As traditional media companies adapt and attempt to thrive within the rapidly changing digital space, they are discovering—sometimes painfully—that their insurance coverage also must evolve.

Case in point: Media companies are no longer just creating content—they are increasingly selling it directly to consumers via Web sites and mobile apps. This practice creates the possibility for security breaches that compromise consumers’ credit-card numbers and other personal information.

Addressing such exposures, the Securities and Exchange Commission (SEC) issued guidance on Oct. 13, 2011 stating that publicly traded companies must disclose which aspects of their operations “give rise to material cyber-security risks”—and disclose any relevant insurance coverage they hold to address these risks.

“It’s the most dramatic change that’s ever happened since Cyber Liability coverage was introduced,” observes Kevin Kalinich, global practice leader for Cyber Liability with Aon Corp. “It doesn’t mandate that insureds buy coverage, but it tells them they need to disclose to shareholders, under SEC guidance, the ways they mitigate cyber exposures.”

And while this guidance applies only to publicly held companies, Kalinich adds, it’s likely that plaintiffs’ attorneys will look to such disclosures in helping set a cyber-security threshold for other companies.

Will the SEC’s guidance result in more companies, both public and private, media and otherwise, buying a dedicated cyber-risk policy? “I’m not sure we’re seeing this yet translate into significant activity toward the product,” observes Tim Francis, enterprise cyber-insurance lead for Travelers Insurance, which began offering a dedicated cyber policy for non-technology businesses last summer. “But many companies were looking at the product even before the SEC guidelines came out.”

Philadelphia Insurance says it has seen “pretty substantial growth” in the number of companies shopping since it began offering its own dedicated Cyber Liability product in 2010, says Tom Herendeen, vice president of management and professional liability.

A big reason why companies are looking, Herendeen and others agree, is that the cost of handling a data breach continues to rise: an average of $214 per record in 2010, up 5 percent from the year before, according to a study conducted by the Ponemon Institute. The bulk of this per-record cost comes from expenses associated with notifying customers of breaches and in providing follow-up services such as credit monitoring.

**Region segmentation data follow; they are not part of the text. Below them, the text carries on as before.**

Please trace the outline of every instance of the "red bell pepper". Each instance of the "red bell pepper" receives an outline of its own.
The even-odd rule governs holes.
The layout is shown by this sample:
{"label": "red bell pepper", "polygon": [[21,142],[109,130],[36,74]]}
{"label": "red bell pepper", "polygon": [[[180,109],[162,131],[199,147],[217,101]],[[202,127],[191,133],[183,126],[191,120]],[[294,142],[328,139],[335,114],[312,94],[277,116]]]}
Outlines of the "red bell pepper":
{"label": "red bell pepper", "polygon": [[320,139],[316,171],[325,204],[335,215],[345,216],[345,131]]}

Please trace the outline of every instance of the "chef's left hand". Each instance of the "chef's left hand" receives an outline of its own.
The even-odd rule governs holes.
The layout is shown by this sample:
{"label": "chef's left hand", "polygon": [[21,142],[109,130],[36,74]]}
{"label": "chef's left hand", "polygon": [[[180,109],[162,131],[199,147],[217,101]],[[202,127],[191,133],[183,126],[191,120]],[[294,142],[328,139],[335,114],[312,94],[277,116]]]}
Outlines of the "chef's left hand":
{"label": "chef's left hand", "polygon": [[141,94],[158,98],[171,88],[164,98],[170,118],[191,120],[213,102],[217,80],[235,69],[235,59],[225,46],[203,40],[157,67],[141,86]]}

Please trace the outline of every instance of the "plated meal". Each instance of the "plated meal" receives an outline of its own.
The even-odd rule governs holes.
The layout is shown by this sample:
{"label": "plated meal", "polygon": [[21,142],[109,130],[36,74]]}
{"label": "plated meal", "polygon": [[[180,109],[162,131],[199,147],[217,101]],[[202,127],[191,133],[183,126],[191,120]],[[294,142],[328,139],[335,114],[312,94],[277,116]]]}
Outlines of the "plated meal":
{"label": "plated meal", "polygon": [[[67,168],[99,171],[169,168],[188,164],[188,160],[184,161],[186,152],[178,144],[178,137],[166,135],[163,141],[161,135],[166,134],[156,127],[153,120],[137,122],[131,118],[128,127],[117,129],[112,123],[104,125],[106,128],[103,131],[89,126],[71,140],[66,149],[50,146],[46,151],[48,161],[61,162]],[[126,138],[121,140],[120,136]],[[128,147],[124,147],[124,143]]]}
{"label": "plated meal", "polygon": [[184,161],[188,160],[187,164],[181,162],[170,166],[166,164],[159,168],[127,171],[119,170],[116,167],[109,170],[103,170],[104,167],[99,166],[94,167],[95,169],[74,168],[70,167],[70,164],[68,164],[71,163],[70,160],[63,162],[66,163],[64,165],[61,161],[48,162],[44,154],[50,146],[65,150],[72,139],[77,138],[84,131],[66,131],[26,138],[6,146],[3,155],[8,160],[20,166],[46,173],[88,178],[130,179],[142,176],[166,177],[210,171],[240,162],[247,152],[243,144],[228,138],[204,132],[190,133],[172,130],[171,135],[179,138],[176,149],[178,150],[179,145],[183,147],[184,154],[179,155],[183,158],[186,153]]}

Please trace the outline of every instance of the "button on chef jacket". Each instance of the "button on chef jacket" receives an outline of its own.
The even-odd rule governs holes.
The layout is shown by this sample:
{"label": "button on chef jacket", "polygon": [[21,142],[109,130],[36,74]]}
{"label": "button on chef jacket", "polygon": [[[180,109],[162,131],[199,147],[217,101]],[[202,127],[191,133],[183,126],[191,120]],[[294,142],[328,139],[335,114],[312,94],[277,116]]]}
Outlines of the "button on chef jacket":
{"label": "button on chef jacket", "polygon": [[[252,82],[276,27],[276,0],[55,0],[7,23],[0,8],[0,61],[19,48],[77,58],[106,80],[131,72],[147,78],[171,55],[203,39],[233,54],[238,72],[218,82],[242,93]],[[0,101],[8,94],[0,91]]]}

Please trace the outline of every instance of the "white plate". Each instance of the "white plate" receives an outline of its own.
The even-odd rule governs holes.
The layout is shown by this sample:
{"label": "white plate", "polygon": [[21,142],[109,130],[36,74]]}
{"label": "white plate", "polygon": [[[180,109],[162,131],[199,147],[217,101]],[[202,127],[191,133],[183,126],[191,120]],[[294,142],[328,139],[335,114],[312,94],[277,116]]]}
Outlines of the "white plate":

But buying a dedicated cyber policy is not always necessary. Many carriers bundle aspects of the coverage in with their standard business policies. Making the decision to purchase separate policies comes down to factors such as the number and sensitivity of data records held, as well as overall coverage limits and sub-limits in areas such as notification costs.

For media companies, whose insurance concerns also typically encompass libel and copyright infringement, striking the right balance in covering both these core business exposures and cyber security can be a challenge.

“The issue of convergence and getting everything under one roof is a big one,” observes Rennie Muzii, managing director of the financial and professional group at Marsh Inc. “If you blow out your coverage limit on a garden-variety media claim, you’ve got nothing left for cyber, and vice versa.”

Cyber Liability products are still relatively new, Muzii continues, and carriers continue to innovate with this coverage line. Some are offering turnkey cyber solutions that specify which data forensics and consumer-notification firms their insureds must use.

Other companies are setting coverage limits tied to the number of records compromised as opposed to an overall cash limit, which Muzii says can be a significant benefit to the insured. The size of a company and its revenue, and whether or not its media assets are handled separately from the parent organization, also play into which policy makes most sense.